1. Field of the Invention
The present invention relates to an encoder, and more particularly, to an encoder which operates at high speed and uses a small amount of power, and an encoding method using the same.
2. Description of the Related Art
In conventional flash-type analog-to-digital converters (hereinafter, referred to as ADCs), the outputs of comparators form a thermal code. Here, an encoder converts the thermal code into a binary code or a binary-coded-decimal (BCD) code to perform further processing on the thermal code. The encoder must operate at high speed and provide a high resolution in communications systems where an analog video signal or an analog audio signal is converted into a digital signal. Existing types of encoders include a priority encoder and a memory cell encoder.
FIG. 1 is a block diagram of a conventional priority encoder. The priority encoder of FIG. 1 converts 16-bits produced from an analog signal into 4 bits, which correspond to least significant bits (LSBs), and 2 bits, which correspond to most significant bits (MSBs).
Referring to FIG. 1, a code generator 110 converts an analog signal of 64 levels into a digital signal of 16 bits (b0-b15). An LSB encoder 100 is made up of first, second, third, fourth and fifth encoders 111,112,113,114 and 115 and first and second selectors 116 and 117. That is, the first, second, third and fourth encoders 111,112,113 and 114 receive b0 through b3, b4 through b7, b8 through b11 and b12 through b15, respectively, and encode the received four bits into 3-bits. The fifth encoder 115 receives four bits, one from each of the first, second, third and fourth encoders 111,112,113 and 114, and encodes the four bits into two LSBs b2 and b3. Further, each of the first and second selectors 116 and 117 encodes 4 bits, which are output from each of the first, second, third and fourth encoders 111, 112, 113 and 114, into bits b1 and b0, respectively.
An MSB encoder 122 encodes four MSBs B0 through B3 into two MSBs B0 and B1. A corrector 120 corrects six received bits b0 through b3 and B0 and B1.
The priority encoder as shown in FIG. 1 performs all operations using a signal output from an ADC, so that a large capacity buffer is needed, and the critical path becomes long. The large-capacity buffer and the long critical path of the priority encoder of FIG. 1 cause high power consumption and a long delay in the processing of digital signals. Also, the priority encoder as shown in FIG. 1 includes selectors 116 and 117 and has a complicated circuit structure, so that it is disadvantageous in terms of speed and power.
Memory cell type encoders are also enlarged with an increase in the number of input bits, and a complicated data path causes delay and noise.

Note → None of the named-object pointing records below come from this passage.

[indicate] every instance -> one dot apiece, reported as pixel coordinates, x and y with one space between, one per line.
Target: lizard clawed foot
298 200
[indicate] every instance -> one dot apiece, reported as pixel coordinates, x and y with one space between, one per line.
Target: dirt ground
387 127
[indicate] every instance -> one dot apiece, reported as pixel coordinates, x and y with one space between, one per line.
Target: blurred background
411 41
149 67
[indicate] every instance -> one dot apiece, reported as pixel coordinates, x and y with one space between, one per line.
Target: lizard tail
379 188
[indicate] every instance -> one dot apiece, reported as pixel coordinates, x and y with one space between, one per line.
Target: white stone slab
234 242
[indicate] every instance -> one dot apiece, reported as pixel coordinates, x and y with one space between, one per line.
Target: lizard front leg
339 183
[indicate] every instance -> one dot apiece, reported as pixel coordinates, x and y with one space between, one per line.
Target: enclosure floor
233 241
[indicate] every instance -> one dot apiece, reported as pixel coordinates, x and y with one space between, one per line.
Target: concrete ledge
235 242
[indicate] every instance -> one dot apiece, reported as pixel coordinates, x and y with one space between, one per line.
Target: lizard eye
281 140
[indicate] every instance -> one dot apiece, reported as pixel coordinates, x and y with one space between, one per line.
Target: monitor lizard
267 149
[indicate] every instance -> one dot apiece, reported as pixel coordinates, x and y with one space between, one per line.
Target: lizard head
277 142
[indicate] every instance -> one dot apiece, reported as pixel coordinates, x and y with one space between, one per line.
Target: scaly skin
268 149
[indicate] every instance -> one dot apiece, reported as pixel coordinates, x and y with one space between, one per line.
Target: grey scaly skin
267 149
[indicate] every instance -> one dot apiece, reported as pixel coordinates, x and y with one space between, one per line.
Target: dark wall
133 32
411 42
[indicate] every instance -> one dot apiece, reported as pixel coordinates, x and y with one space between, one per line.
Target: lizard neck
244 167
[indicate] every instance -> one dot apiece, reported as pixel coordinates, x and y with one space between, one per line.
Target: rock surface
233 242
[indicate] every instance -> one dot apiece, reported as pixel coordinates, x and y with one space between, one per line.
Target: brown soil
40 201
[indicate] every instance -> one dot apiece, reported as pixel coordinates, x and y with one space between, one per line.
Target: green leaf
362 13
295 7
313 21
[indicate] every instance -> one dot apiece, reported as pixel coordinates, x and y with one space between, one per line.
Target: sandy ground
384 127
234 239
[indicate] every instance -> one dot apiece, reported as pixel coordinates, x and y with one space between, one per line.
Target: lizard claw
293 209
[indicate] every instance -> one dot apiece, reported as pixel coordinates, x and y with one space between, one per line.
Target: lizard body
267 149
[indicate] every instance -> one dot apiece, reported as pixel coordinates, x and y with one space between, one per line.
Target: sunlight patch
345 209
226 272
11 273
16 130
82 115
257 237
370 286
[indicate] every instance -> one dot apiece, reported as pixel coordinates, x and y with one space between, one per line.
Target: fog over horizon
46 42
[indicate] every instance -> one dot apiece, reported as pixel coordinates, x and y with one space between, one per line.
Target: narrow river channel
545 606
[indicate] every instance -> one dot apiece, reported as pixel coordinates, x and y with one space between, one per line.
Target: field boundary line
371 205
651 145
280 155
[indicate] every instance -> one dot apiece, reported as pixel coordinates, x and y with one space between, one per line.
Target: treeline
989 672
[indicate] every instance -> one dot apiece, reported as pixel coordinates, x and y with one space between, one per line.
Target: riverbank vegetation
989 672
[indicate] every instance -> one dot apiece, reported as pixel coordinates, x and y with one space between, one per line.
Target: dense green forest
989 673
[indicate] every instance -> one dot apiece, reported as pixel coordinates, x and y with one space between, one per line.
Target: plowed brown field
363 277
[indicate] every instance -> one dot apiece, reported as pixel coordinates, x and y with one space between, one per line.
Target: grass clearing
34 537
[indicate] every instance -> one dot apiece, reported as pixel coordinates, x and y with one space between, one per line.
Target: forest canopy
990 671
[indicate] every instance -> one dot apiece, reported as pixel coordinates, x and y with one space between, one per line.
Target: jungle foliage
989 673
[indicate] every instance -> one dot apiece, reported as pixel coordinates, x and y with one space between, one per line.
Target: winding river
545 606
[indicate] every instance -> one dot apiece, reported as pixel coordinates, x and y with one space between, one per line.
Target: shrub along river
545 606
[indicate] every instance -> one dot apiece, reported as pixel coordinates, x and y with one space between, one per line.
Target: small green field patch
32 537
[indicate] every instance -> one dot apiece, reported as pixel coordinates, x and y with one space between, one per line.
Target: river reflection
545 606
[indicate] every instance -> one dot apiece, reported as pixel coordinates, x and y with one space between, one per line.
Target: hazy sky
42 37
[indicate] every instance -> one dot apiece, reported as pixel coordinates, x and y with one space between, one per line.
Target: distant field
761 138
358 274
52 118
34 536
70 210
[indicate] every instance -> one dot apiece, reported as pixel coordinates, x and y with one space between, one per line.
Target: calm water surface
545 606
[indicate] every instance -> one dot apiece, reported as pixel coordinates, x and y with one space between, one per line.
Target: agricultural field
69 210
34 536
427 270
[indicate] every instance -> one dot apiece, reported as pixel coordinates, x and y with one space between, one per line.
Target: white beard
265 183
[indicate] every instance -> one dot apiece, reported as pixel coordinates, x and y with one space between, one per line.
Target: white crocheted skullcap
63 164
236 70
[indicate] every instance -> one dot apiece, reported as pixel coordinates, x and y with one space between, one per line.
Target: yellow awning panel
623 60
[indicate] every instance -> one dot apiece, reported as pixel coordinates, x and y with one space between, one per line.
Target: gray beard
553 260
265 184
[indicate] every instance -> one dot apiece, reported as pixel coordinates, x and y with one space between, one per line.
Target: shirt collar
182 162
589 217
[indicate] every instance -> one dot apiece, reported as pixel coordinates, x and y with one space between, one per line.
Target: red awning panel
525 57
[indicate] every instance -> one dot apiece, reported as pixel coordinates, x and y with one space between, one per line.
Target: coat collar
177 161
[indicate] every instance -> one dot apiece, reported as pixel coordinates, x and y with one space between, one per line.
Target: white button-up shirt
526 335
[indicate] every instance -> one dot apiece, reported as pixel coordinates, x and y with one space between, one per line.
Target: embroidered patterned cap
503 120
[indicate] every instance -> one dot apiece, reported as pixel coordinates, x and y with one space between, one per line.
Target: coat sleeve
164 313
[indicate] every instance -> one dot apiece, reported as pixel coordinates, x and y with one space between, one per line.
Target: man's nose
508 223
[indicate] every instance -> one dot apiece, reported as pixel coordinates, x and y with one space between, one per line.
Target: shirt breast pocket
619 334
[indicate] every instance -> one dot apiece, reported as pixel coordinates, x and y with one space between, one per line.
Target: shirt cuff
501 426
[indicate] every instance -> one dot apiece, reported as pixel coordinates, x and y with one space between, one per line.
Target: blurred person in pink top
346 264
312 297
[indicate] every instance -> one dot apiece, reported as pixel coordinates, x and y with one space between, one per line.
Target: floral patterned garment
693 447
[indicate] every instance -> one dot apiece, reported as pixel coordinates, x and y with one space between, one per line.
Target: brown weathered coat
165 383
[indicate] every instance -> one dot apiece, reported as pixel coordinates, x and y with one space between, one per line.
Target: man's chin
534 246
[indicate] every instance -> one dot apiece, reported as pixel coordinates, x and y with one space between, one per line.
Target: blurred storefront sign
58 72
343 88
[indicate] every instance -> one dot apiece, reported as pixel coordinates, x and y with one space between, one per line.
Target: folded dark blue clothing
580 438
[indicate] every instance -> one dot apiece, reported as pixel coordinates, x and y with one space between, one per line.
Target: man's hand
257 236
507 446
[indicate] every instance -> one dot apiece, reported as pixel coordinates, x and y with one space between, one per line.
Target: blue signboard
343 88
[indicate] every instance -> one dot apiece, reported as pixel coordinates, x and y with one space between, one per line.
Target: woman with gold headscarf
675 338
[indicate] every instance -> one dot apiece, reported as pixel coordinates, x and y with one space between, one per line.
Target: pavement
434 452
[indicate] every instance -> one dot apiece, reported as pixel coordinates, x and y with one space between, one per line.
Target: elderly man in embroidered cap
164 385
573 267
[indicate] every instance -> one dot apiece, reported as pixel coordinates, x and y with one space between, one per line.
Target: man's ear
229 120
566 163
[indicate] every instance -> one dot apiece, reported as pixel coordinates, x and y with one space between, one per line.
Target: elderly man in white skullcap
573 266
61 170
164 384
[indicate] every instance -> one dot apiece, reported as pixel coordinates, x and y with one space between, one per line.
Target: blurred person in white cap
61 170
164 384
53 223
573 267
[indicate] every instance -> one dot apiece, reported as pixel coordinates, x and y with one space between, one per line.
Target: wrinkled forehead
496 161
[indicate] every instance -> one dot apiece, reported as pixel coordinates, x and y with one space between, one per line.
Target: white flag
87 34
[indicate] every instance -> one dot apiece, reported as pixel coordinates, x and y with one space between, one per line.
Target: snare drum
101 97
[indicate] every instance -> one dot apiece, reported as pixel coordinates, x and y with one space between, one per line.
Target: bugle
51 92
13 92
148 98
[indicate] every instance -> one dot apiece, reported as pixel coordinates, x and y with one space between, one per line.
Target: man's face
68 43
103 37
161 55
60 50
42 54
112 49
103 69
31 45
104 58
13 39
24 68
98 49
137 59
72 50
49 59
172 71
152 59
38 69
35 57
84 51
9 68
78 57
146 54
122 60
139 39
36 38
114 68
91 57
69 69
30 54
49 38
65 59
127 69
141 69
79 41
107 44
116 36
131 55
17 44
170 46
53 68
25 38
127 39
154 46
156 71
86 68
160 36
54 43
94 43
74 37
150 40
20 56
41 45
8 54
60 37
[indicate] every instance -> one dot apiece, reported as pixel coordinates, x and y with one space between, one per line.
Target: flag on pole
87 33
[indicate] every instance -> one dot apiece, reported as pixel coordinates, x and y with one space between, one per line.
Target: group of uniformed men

An objective of the present invention is to provide a high-speed encoder in which the current consumption and delay time are reduced by shortening a data path without increasing the area of use.
Another objective of the present invention is to provide an encoding method for reducing current consumption and delay time by shortening a data path without increasing the area of use.
To achieve the first objective, the present invention provides a high-speed encoder including: a switching unit for receiving a thermal code of a predetermined number of bits received in series, and outputting one bit among the received bits as a most significant bit and the other bits in parallel; and an encoder for dividing the bits received from the switching unit in parallel into groups having a predetermined number of bits, encoding the bits in each group into a predetermined number of bits, selecting one group of encoded bits using bits not used by the groups, and outputting least significant bits together with the most significant bit output from the switching unit. The encoder includes: a block unit for dividing the received bits into blocks having a predetermined number of bits and encoding the signals in each group into a predetermined number of bits; a selection unit for selecting the encoded bits in one among the blocks by combining bits not used by the blocks among the received bits; and a bit generation unit for generating bits other than the encoded bits selected by the selection unit and the bit generated by the switching unit, by combining the unused bits.
To achieve the second objective, the present invention provides a method of encoding a thermal code output from an analog-to-digital converter, the method including: dividing received bits into blocks having a predetermined number of bits and encoding the bits in each group into a predetermined number of bits; selecting one among the blocks by combining bits not used by the blocks among the received bits, and generating the encoded bits in the selected block; and generating bits other than the encoded bits generated in the previous step, by combining the unused bits.